Before arriving here, Kishida will sign a historic agreement with the UK, providing for mutual domestic treatment of each other’s troops, facilitating joint military exercises and training. Although not as far-reaching as Tokyo’s seminal 1951 status-of-forces agreement with Washington, this new agreement between Japan and Britain is an important step in building collective defense structures in the Indo-Pacific.
Moreover, spurred on by Russia’s unprovoked aggression against Ukraine and its implications for Asia, Japan is demonstrating renewed determination to reach far beyond its immediate region. providing unprecedented assistance to Ukraineincluding non-lethal military equipment.
These Japanese initiatives are parallel British leadership in helping Ukrainef. Since February 24, successive UK governments have consistently outnumbered the Biden administration in both political and military support for Kyiv. And in Asia, the UK played a crucial catalytic role in shaping the tripartite AUKUS partnership with the USA to design and build nuclear submarines for the Australian Navy.
However, not all is well with the response of the global West to the threat from Beijing, reflecting the continuing discouraging lack of American leadership. Germany, for example, contrasts sharply with Japan and Britain. Despite Chancellor Olaf Scholz’s announcement of “fundamental changes” in German security policy just days after Moscow’s attack on Ukraine, Berlin fails to achieve key goals, including increasing defense spending to 2% of GDP this year and allocating 100 billion euros ($106 billion) for defense assets such as 30 nuclear-powered F-35s.

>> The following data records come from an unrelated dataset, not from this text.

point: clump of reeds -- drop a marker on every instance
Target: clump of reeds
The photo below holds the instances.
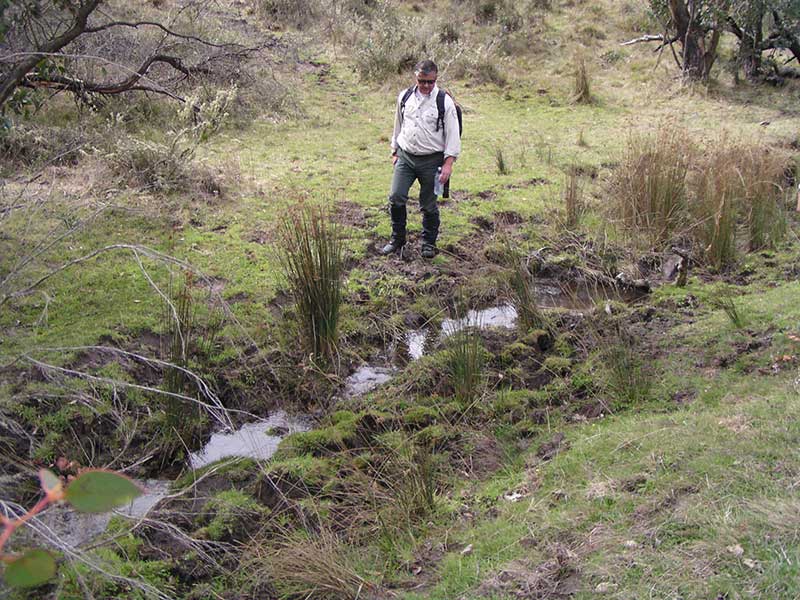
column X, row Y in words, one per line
column 761, row 173
column 315, row 565
column 521, row 287
column 725, row 301
column 650, row 185
column 628, row 378
column 500, row 161
column 311, row 255
column 581, row 91
column 465, row 364
column 573, row 201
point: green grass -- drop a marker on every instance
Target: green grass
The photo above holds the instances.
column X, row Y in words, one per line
column 651, row 501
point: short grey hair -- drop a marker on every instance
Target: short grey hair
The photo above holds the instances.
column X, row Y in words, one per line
column 425, row 66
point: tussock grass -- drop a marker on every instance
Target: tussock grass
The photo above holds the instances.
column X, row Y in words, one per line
column 725, row 301
column 573, row 199
column 521, row 288
column 650, row 186
column 409, row 476
column 761, row 174
column 714, row 207
column 629, row 380
column 500, row 161
column 465, row 364
column 303, row 565
column 312, row 258
column 581, row 86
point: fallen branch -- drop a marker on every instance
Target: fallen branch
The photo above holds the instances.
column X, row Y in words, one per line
column 644, row 38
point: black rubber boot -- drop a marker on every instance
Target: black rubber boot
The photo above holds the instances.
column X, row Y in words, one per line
column 398, row 239
column 430, row 231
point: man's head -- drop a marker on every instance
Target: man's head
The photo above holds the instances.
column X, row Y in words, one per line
column 426, row 73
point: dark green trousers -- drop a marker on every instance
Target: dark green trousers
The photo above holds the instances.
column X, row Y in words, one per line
column 408, row 169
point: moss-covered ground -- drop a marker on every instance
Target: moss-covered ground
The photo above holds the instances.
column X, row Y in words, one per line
column 625, row 450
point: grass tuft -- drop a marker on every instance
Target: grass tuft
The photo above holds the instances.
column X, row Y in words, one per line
column 650, row 186
column 500, row 161
column 629, row 380
column 581, row 90
column 311, row 566
column 573, row 200
column 312, row 259
column 520, row 285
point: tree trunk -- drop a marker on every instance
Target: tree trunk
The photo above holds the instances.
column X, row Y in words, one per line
column 699, row 53
column 15, row 76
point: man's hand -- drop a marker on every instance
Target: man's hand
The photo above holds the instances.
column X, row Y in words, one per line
column 447, row 169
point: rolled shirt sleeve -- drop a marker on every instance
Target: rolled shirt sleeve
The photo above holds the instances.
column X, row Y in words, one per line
column 398, row 122
column 452, row 137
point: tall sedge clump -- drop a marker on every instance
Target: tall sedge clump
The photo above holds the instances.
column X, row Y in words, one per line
column 628, row 379
column 761, row 173
column 581, row 90
column 311, row 255
column 465, row 364
column 572, row 199
column 650, row 186
column 714, row 208
column 522, row 290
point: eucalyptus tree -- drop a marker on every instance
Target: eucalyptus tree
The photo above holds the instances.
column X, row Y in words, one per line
column 98, row 48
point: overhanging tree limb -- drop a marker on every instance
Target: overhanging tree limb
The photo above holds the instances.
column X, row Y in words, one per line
column 15, row 76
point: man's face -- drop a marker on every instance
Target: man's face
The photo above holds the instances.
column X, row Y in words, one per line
column 426, row 81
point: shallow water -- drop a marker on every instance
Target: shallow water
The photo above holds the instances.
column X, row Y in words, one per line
column 366, row 379
column 504, row 315
column 252, row 440
column 72, row 528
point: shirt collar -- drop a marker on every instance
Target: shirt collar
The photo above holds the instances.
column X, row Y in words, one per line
column 433, row 93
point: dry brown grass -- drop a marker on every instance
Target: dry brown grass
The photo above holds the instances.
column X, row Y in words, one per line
column 581, row 90
column 318, row 565
column 649, row 187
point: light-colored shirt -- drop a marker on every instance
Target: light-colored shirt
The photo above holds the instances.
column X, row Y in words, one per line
column 415, row 128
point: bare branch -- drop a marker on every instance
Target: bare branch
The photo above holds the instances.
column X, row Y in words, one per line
column 12, row 80
column 170, row 32
column 644, row 38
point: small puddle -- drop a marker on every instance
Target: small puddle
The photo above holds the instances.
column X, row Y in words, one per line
column 366, row 379
column 504, row 315
column 580, row 296
column 72, row 528
column 253, row 440
column 548, row 295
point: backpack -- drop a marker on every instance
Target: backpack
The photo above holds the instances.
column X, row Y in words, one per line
column 439, row 121
column 439, row 106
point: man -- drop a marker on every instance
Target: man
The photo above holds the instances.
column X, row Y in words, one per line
column 421, row 143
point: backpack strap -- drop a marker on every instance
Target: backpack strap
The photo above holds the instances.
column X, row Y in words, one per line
column 440, row 108
column 405, row 98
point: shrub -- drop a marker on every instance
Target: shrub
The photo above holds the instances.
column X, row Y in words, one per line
column 392, row 44
column 312, row 259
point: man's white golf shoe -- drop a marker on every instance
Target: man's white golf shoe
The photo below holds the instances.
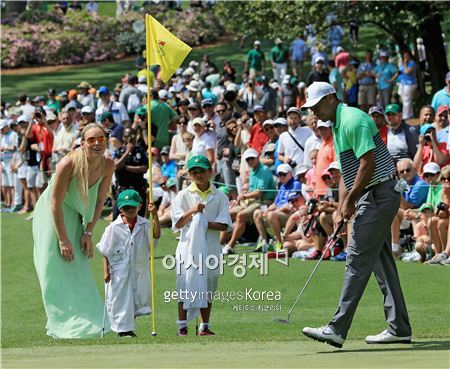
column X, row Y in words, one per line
column 324, row 334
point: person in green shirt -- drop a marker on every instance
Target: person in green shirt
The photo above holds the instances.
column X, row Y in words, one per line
column 279, row 56
column 255, row 62
column 52, row 103
column 369, row 197
column 262, row 191
column 162, row 115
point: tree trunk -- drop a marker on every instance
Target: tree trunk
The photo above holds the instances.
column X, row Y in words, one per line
column 431, row 31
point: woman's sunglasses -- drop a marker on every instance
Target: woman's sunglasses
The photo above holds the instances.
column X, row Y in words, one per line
column 93, row 140
column 404, row 171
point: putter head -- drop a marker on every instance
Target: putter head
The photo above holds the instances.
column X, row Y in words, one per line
column 281, row 320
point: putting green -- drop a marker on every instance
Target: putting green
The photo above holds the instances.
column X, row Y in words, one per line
column 208, row 354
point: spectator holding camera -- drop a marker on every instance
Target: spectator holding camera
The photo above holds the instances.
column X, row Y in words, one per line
column 325, row 157
column 298, row 240
column 422, row 231
column 41, row 137
column 250, row 95
column 377, row 115
column 261, row 192
column 429, row 149
column 292, row 143
column 258, row 137
column 441, row 226
column 402, row 138
column 277, row 214
column 269, row 129
column 205, row 140
column 314, row 141
column 131, row 164
column 442, row 123
column 413, row 198
column 226, row 154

What should happen at the Kishida-Biden summit – but probably won’t – is the beginning of the formation of the elements of a new grand strategy to counter China and its growing alliance with Russia. Japan’s historic budget growth, its impact on Europe, and understanding of the Sino-Russian threat stand in stark contrast to the general timidity of the Biden administration.
Kishida should push for a much more active Asian Quartet (India, Japan, Australia, and the US), which Biden, to his credit, supports by continuing to push its members towards concrete joint action. Copying AUKUS, boosting Japan’s naval capability with nuclear submarines could be of huge benefit in East Asia.
Biden, in turn, must show how his defense budgets will help rejuvenate America’s military-industrial base so that even good ideas like AUKUS don’t weaken our own defense capabilities. both Republicans and Democrats fear.
Biden and Kishida should propose making South Korea a full member of the Quad (forming the “five”), which makes sense given the threats from North Korea and China. After all, on the New Year Kim Jong Un ordered “an exponential increase in the country’s nuclear arsenal”, specifically including tactical nuclear weapons for use against the South, which also threaten Japan and deployed US forces.
Even before Kim’s latest threat, South Korean President Yoon Seok-yeol was weighing calls for the redeployment of US nuclear weapons on the peninsula or develop Seoul’s own nuclear weapons.

Japan and South Korea have a long and complicated history that has hindered broad trilateral cooperation with Washington. This story is impossible to ignore, but Biden must do his best to bring Tokyo and Seoul closer in collective defense.
With huge bipartisan support, Taiwan’s security should also be high on the Kishida-Biden agenda. Beijing’s belligerence towards Taipei continues to escalate, including repeated incursions by Chinese military aircraft into Taiwanese airspace.
The world is increasingly, albeit slowly, realizing the need to contain Chinese aggression. Former NATO Secretary General Anders Fogh Rasmussen recently visited Taipei, calling for “further strengthening of ties between Taiwan and Europe,” an important signal of the island nation’s growing support. More careful planning between Japan, America, other Asian partners and NATO allies should be a top priority.
Even Biden officials admit that China’s behavior has become more and more belligerent of late. This week’s Kishida-Biden summit is the right forum both to show allies’ enduring solidarity against China’s unacceptable behavior and to rally others in Asia and Europe against its growing threat.
John Bolton was National Security Adviser to President Donald Trump in 2018–2019 and U.S. Ambassador to the UN in 2005–2006.